アダマワ州・ヨラの診療所で、母親の膝の上で予防接種を待つ生後4カ月のウィズダムちゃん。(ナイジェリア、2020年1月撮影)

1990年9月に国連本部で初めての「子どものための世界サミット」が開催されてから30年。今年は、過去30年間の大きな成果を祝う機会であると同時に、新型コロナウイルス感染症(COVID-19)がどのように時を逆戻りさせてしまうかをはっきりと思い起こす機会でもあります。

1990年、紛争や暴力、貧困、環境問題など、世界的な懸念が高まる中で、子どもたちのニーズに焦点を当てた国連史上初の会議が開催されました。参加した70人以上の世界の指導者たちは、栄養不良や乳児の死亡を減らすこと、清潔な水と基本的な教育へのアクセスを保証すること、ポリオを撲滅すること、すべての女性が妊産婦ケアを受けられるようにすることなど、国際的な連携を通じて子どもたちの命と幸福を守ることを誓いました。

この画期的な会議から30年が経ち、より多くの子どもたちがより長く、より良く、より健康的な生活を送れるようになり、目覚ましい成果を上げてきました。1990年から2019年の間に、世界の5歳未満児死亡率は約60パーセント低下しました。小学校に通っていない子どもの数は、2000年の1億人から2018年には5,900万人に減少しました。栄養不良や予防可能な病気に苦しんでいる子どもはより少なくなりました。

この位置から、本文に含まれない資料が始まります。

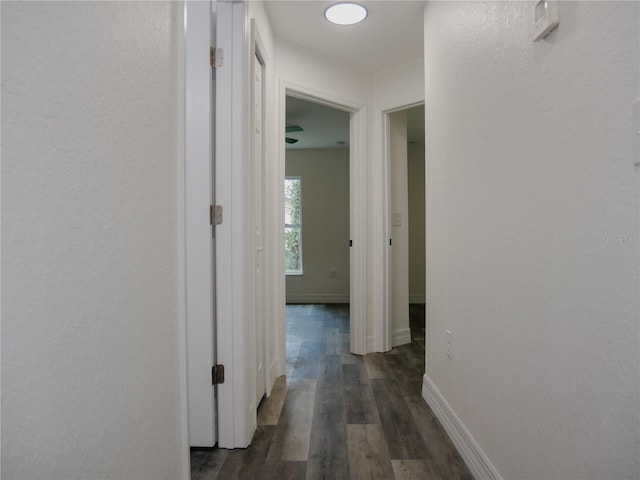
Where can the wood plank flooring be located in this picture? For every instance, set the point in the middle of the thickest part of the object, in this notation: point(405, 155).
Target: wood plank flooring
point(340, 416)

しかし、最も貧しく、最も厳しい状況にある子どもたちにとっては不利な状況が続いています。子どもの権利を守り前進させてきた成果が今、保健、栄養、教育というこれまでの課題に加えて、不平等、気候変動、紛争、さらにはCOVID-19の危機などの進行中の問題によって脅かされています。

30年の成果と新たに生じた課題

COVID-19による休校のため、自宅で勉強する姉妹。姉妹はコンゴ民主共和国から逃れてきた難民で医者になる夢を持っている。(ウガンダ、2020年8月6日撮影)

© UNICEF/UNI358299/Emorut

COVID-19による休校のため、自宅で勉強する姉妹。姉妹はコンゴ民主共和国から逃れてきた難民で医者になる夢を持っている。(ウガンダ、2020年8月6日撮影)

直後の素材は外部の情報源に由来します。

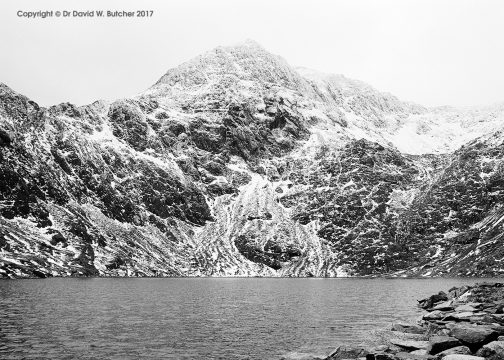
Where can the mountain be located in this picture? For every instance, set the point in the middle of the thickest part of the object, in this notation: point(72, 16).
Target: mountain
point(237, 164)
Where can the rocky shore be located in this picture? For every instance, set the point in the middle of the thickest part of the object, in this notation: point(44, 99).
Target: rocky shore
point(467, 323)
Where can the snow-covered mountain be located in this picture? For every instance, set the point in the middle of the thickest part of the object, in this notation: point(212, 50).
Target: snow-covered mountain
point(236, 164)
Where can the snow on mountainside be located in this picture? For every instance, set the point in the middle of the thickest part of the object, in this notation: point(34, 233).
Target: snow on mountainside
point(236, 164)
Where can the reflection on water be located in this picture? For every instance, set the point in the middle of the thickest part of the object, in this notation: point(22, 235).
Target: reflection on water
point(199, 318)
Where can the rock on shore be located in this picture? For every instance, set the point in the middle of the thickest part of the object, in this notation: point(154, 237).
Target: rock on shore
point(466, 323)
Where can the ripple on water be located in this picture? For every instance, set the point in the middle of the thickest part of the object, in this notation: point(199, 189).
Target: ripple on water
point(232, 318)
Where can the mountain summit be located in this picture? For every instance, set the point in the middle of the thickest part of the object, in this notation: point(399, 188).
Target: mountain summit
point(236, 164)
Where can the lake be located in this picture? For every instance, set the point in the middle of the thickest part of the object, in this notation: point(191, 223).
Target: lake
point(200, 318)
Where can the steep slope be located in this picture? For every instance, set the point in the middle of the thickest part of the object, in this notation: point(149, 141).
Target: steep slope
point(236, 164)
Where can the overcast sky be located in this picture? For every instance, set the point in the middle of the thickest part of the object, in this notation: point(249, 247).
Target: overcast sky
point(430, 52)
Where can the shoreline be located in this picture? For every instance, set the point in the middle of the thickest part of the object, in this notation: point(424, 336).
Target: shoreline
point(466, 323)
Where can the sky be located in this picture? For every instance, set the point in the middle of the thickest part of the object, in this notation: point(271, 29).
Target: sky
point(432, 52)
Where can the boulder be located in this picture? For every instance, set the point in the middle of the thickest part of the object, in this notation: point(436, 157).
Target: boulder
point(380, 356)
point(419, 352)
point(427, 303)
point(407, 328)
point(456, 292)
point(462, 357)
point(472, 335)
point(465, 308)
point(410, 344)
point(435, 315)
point(438, 344)
point(444, 306)
point(492, 351)
point(460, 316)
point(461, 350)
point(411, 356)
point(347, 352)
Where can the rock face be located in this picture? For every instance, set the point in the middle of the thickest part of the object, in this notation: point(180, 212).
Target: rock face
point(237, 164)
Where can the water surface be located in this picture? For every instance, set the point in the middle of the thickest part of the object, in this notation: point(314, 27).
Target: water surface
point(230, 318)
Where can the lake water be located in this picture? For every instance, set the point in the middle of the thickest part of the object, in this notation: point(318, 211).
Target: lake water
point(230, 318)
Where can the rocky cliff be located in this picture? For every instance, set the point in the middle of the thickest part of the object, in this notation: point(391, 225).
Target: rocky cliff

私たちは、どのような危機においても、若者や最も不利な立場にある人々ばかりが不平等に苦しんでいることを知っています。紛争を経験している国の数は、過去30年間で最も多くなっています。その結果、3,000万人以上の子どもたちが故郷を逃れており、その多くは人身売買、虐待、搾取の被害に遭っています。さらに多くの子どもたちが、正式な滞在資格がなく、教育や医療へのアクセスもできず、不安定な生活を強いられています。

さらに、現在のパンデミックにより、所得に限らず多次元の貧困状態の中で暮らす子どもたちの数は15パーセント急増し、世界で約12億人となっています。少なくとも2,400万人の子どもたちが学校を中退する可能性があります。パンデミックがこのまま保健システムを弱体化させ、日常的なサービスを中断させ続ければ、毎日何千人もの子どもたちが命を落とすリスクがあります。移動制限や学校の休校はまた、子どもたちを教師や友人、コミュニティから切り離し、暴力や虐待、搾取のリスクを高めています。

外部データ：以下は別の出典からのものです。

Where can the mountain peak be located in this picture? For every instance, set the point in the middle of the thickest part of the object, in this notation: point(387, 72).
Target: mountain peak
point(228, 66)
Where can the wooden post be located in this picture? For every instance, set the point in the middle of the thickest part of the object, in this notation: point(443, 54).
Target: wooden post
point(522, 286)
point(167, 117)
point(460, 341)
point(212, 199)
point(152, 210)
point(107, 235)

人々の社会的・精神的発達、学習、行動に取り返しのつかない影響が及ぶだけでなく、30年前の「子どものための世界サミット」以来の進歩を逆行させてしまうおそれがあります。今、世界の国々と地域社会は、これまで以上に、紛争終結への取り組みを強化し、子どもたちへの投資を拡大することで、連携して子どもたちに影響を与える危機に対処しなければなりません。

子どもと若者たちの生きる世界が将来どのように見えるかは、今日の私たちの行動次第です。